Ma femme, mon amour, est morte il y a quelques semaines des suites d'un cancer. Et je sais aujourd'hui, que le seul trésor auquel un homme peut prétendre est l'amour absolu et inconditionnel. Ce sentiment qui ne demande ni efforts, ni pesticides, ni engrais, ni effusions de sang. Cette émotion qui se nourrit de vérité, de partage et de tendresse. Et que l’on cultive par un sourire, une caresse, un regard ou quelques mots. Des mots si simples qu’ils en seraient dérisoires s’ils ne portaient pas en eux la promesse du vrai bonheur.
salut, j'adhère entièrement au fait que le contexte du pseudo progrès tel qu'il est devenu est un mal _ mais il y a toujours un remède qui va avec un mal, c'est à nous autres peuples de l'appliquer pour que la terre soit sauvé et que l'humanité soit guérie, au plaisir...
(pourquoi faire simple quant " ON " peut tout compliquer)
Merci pour les éloges et les appels à la simplicité ,à la solidarité et à l'éveil des consciences qui doivent passer par un réveil de l'Humanité par sa mise en résonnance de son esprit et de son coeur avec la fréquence de l'Amour .
Le travail d' "harmonisation" commençant par soi-même...
De tout coeur avec vous,
pensée luminamoureuse,
Pierre
peut-être accepterez vous de devenir membre d'une Fondation qui travaille dans ce sens
http://constellamorisconcordia.net1...
La modernité a cependant permit de belles choses! Notamment elle permet à mes enfants de connaitre ma grand-mère. La modernité utilisée correctement avec parcimonie devrait permettre à l'Homme de vivre en harmonie avec la Terre et toutes les espèces qui la peuplent. Seulement l'Homme est un animal qui a fait exactement ce que tout animal fait, régner sur les membres de son espèce. Le cerveau humain et son ingéniosité a conduit de tout temps à la modernisation. L'agriculture, l’élevage, la construction d'habitats, la médecine tout ceci est modernité si comparé à la cueillette, à la chasse ou au nomadisme (les uns n'étant pas meilleurs que les autres). De tout temps l'Homme a évoluer, son savoir et sa conscience également. A présent l'Homme doit laisser son cerveau de coté et ouvrir son cœur et son âme. Il faut qu'il arrête de réfléchir et qu'il aime. Ce discours peut paraitre naïf, religieux que sais-je. Mais le seul moyen de sauver notre espèce est d’être capable de se projeter dans la souffrance de tous les humains qui crèvent (le verbe mourir est bien trop doux pour décrire la réalité) de faim, de soif, de maladie et ce à cause de nous... Il faut admettre notre responsabilité et après la culpabilité viendra la (ré)solution. En attendant on ne peut que colmater le barrage sur le point de s’effondrer…

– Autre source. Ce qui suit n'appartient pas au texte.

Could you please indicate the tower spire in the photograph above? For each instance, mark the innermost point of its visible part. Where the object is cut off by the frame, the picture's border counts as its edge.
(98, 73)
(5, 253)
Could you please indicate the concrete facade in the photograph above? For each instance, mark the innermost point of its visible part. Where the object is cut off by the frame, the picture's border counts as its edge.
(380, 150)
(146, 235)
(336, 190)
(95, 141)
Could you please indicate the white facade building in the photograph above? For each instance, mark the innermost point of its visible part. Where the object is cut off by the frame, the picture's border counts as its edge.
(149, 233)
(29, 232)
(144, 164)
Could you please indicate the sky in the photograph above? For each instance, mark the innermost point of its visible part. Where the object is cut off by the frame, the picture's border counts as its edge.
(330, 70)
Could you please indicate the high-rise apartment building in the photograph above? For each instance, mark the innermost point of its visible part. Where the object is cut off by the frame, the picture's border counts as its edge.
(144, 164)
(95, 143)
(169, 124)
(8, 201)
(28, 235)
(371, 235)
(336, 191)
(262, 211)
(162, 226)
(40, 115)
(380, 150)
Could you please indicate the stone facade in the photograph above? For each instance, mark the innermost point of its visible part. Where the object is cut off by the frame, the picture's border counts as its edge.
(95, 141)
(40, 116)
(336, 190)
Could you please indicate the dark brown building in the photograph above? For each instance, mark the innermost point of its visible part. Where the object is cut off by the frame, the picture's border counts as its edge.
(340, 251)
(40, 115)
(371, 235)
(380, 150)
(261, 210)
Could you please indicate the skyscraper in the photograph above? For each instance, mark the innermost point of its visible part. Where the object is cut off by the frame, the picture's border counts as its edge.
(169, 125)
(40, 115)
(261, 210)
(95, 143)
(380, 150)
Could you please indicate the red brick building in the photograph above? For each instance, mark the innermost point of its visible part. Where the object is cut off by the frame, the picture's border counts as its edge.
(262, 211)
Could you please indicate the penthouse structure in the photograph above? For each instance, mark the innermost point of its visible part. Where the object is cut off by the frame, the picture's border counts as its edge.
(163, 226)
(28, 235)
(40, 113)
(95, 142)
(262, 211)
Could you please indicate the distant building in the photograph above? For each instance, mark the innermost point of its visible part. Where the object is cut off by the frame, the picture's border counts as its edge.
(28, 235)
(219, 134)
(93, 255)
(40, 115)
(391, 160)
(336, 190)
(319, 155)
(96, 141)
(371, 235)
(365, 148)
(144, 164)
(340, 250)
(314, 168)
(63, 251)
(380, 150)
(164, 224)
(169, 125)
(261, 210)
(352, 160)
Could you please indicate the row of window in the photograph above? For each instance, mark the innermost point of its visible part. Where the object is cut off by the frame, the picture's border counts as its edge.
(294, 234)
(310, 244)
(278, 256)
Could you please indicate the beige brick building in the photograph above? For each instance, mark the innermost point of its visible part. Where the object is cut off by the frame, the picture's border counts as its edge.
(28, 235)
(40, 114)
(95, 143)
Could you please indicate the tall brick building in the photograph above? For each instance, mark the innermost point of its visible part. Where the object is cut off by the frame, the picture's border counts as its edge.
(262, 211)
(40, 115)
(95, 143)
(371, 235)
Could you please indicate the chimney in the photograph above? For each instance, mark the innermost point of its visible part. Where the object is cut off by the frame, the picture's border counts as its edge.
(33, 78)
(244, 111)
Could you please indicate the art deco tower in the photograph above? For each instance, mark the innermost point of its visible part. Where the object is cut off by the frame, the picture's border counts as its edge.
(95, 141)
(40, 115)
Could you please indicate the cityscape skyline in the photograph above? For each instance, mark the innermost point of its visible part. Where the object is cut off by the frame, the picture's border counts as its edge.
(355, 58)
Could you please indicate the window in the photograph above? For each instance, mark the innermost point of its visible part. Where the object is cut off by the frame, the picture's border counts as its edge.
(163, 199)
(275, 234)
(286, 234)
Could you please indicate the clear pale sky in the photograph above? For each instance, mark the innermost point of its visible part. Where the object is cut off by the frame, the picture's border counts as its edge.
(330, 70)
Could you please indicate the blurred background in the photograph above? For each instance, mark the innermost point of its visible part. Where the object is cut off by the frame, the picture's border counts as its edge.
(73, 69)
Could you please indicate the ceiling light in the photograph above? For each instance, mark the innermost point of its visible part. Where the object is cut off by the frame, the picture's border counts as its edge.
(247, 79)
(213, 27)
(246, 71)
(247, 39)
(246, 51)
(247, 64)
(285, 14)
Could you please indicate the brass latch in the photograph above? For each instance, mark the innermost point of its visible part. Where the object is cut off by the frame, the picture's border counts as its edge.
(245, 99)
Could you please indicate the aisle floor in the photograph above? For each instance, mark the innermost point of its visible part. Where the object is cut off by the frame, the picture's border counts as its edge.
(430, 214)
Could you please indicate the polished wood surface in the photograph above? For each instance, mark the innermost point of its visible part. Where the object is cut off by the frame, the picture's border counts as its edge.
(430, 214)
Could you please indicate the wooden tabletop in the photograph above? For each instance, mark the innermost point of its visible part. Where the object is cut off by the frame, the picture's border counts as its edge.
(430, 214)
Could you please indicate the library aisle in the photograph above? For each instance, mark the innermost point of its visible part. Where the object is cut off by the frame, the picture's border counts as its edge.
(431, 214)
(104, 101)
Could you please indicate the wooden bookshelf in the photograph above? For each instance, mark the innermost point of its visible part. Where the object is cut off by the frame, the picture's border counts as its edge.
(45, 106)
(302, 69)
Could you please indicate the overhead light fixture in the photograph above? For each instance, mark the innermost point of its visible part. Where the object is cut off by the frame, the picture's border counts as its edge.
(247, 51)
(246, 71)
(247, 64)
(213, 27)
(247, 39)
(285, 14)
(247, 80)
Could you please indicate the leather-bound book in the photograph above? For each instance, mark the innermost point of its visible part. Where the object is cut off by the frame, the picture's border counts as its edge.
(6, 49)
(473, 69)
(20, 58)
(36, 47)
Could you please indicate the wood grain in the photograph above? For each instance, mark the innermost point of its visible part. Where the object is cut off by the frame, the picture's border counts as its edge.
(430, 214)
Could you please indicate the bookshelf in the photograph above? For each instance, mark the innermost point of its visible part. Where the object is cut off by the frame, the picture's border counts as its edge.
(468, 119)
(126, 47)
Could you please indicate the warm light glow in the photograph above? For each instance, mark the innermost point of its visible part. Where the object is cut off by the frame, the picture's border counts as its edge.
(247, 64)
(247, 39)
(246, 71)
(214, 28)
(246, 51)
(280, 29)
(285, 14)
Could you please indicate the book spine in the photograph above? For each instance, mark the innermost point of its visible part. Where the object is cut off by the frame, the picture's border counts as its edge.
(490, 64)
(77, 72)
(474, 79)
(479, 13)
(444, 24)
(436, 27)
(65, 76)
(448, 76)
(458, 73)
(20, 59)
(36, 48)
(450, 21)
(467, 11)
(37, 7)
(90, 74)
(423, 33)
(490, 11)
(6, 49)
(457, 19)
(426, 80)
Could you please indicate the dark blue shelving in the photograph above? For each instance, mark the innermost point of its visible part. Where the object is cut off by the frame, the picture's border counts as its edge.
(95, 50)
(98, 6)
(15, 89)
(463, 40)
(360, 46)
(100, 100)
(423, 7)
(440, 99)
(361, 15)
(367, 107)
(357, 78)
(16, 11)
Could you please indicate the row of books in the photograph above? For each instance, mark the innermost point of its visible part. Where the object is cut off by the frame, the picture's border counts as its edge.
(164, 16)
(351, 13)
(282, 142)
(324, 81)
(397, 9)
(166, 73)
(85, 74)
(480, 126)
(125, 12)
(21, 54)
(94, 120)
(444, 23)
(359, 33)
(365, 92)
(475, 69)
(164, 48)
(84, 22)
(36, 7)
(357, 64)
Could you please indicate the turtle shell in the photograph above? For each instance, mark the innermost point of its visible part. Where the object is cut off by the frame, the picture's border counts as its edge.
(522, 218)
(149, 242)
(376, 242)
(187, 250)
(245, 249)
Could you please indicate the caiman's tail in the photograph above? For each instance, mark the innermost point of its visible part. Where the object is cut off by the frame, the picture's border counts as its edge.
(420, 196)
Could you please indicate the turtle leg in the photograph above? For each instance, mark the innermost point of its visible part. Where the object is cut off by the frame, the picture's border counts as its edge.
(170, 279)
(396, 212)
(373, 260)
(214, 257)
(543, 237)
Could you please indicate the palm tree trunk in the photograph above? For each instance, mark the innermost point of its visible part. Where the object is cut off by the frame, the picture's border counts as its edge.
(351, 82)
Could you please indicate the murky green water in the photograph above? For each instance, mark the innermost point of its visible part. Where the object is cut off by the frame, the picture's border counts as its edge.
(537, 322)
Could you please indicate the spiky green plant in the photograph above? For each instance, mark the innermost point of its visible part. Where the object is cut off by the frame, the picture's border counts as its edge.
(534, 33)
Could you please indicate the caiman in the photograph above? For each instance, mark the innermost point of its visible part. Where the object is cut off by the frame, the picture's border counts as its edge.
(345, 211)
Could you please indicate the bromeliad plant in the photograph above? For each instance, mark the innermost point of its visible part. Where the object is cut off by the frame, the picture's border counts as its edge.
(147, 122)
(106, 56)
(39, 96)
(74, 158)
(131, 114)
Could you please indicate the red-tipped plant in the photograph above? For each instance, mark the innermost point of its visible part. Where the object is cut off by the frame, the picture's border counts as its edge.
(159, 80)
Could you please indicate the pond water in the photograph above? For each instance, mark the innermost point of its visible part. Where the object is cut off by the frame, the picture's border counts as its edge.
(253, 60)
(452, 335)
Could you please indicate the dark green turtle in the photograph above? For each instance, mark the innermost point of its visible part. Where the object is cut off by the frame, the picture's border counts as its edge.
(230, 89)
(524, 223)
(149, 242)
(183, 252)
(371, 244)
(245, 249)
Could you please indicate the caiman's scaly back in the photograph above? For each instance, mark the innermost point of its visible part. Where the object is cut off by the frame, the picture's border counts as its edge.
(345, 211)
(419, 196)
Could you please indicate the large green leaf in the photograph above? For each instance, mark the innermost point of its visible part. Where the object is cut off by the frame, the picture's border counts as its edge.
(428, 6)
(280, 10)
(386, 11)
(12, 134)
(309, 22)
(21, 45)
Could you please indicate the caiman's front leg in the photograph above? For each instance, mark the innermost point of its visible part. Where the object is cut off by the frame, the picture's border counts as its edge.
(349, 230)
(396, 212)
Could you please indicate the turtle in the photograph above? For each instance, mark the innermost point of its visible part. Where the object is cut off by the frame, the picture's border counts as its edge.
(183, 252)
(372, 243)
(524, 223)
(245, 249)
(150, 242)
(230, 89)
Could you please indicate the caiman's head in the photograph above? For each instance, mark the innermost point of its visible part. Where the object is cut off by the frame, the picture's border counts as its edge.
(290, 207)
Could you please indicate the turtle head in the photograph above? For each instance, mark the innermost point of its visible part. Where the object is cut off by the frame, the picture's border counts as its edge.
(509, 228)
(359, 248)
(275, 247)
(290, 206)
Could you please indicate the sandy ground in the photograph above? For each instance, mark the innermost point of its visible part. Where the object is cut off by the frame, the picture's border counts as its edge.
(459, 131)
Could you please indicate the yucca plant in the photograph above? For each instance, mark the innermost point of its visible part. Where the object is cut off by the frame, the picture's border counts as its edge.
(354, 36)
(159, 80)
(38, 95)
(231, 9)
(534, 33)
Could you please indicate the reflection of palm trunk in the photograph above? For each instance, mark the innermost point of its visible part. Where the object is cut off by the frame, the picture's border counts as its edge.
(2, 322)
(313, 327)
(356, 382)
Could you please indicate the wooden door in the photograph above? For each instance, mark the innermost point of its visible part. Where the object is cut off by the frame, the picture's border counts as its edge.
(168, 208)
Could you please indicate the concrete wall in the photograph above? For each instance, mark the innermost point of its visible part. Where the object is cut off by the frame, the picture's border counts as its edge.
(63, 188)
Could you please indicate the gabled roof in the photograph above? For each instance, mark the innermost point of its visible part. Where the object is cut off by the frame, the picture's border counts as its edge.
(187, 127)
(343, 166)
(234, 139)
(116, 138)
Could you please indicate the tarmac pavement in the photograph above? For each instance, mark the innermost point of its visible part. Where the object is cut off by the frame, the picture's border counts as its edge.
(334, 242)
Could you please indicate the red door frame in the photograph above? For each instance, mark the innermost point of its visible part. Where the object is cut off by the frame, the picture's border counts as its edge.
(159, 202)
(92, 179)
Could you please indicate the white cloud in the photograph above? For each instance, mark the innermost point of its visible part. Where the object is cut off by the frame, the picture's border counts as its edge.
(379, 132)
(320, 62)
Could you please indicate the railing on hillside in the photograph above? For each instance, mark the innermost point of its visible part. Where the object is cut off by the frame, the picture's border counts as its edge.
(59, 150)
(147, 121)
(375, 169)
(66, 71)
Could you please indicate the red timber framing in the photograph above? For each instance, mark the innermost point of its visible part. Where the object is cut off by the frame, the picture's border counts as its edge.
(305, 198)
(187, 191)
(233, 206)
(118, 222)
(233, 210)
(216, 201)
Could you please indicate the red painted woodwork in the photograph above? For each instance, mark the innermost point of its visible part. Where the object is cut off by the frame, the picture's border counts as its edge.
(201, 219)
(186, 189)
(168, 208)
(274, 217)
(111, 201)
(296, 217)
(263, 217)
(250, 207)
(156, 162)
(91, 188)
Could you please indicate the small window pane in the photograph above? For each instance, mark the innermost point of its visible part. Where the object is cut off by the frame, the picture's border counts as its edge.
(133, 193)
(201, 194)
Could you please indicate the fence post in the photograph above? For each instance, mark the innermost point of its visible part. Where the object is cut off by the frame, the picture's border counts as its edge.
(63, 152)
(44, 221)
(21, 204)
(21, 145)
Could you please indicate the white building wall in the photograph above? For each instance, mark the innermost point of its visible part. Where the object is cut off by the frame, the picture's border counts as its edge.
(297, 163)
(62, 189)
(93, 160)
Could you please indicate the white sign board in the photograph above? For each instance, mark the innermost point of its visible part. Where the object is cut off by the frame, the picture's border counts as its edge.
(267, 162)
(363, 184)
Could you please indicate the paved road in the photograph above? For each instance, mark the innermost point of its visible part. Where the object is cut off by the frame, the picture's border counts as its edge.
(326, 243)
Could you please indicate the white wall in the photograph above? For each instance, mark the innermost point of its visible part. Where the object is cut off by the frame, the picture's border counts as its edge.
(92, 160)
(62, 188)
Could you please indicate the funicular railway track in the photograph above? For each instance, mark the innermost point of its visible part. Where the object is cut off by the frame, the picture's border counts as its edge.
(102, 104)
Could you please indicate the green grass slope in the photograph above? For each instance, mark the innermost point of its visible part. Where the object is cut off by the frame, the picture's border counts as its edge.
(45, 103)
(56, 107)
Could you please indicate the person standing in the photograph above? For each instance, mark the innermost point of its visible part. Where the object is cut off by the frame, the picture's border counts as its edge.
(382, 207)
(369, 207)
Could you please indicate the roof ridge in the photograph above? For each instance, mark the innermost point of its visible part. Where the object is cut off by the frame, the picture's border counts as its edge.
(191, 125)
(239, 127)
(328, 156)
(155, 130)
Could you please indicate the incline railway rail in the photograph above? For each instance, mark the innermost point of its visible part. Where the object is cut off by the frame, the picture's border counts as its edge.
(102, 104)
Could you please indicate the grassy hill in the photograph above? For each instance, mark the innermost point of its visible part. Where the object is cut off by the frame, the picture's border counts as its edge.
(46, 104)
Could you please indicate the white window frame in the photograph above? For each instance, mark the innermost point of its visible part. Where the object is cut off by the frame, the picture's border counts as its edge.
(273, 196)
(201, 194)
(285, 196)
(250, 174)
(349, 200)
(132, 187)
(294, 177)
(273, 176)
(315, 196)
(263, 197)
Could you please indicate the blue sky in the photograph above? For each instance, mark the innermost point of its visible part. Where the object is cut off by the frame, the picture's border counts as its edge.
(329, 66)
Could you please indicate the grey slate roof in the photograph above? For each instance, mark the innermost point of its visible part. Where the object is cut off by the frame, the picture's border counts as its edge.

Monsieur, je viens de lire votre manifeste pour la terre et l'humanisme. Que dire de plus, j'ai apprécié le discours, le rationnel qui m'éclaire quant au problème de la nutrition de la planète, j'ai apprécié la simplicité et l'honnêteté du votre manifeste et je suis émerveillé d'avoir trouvé ce document un peu par hasard, document qui expose de manière tranchée et claire des éléments qui sont notre avenir. La physique apprend beaucoup mais vous savez extraire l'écologie de son carcan politique qui l'étouffe en France pour en faire une cause immédiate et absolue. je n'avais pas eu le plaisir de lire vos ouvrages auparavant mais je ne regrette pas d'avoir attendu. Que de vérités tout cela au delà des catégories, des nationalismes, des clivages politiques (je cite!) A vous retrouver pour permettre à N hulot de poursuivre son chemin sans entrer dans les magouilles politiques des partis:
Merci Pierre pour votre simplicité et votre sens de la vie.
Ce matin c'est en lisant un extrait "Un arbre en mémoire" présenté il y a peu à l'école Calendretta de Nimes que j'ai décidé de vous laisser ce mot de soutient.On comprend que vous ayez travaillé avec Jérome Monnod et partagé avec lui la beauté et l'amour de cette planète.
C'est mon fils Ludovic résident au Québec de formation en agriculture biologique,et ayant réalisé un hebergt. en Yourtes dénommé les" cinqsens.ca "qui le premier m'avait entretenu de votre parcours admirable.BRAVO.Continuez..
Le schiste dont certains extirpent le gaz déjà ailleurs et comme les mêmes voudraient le faire chez nous s'appelle aussi "roche-mère"... Après les souffrances infligées à notre terre-mère, voici qu'on les infligerait à la roche-mère... On touchait le fond, voilà qu'on le perce !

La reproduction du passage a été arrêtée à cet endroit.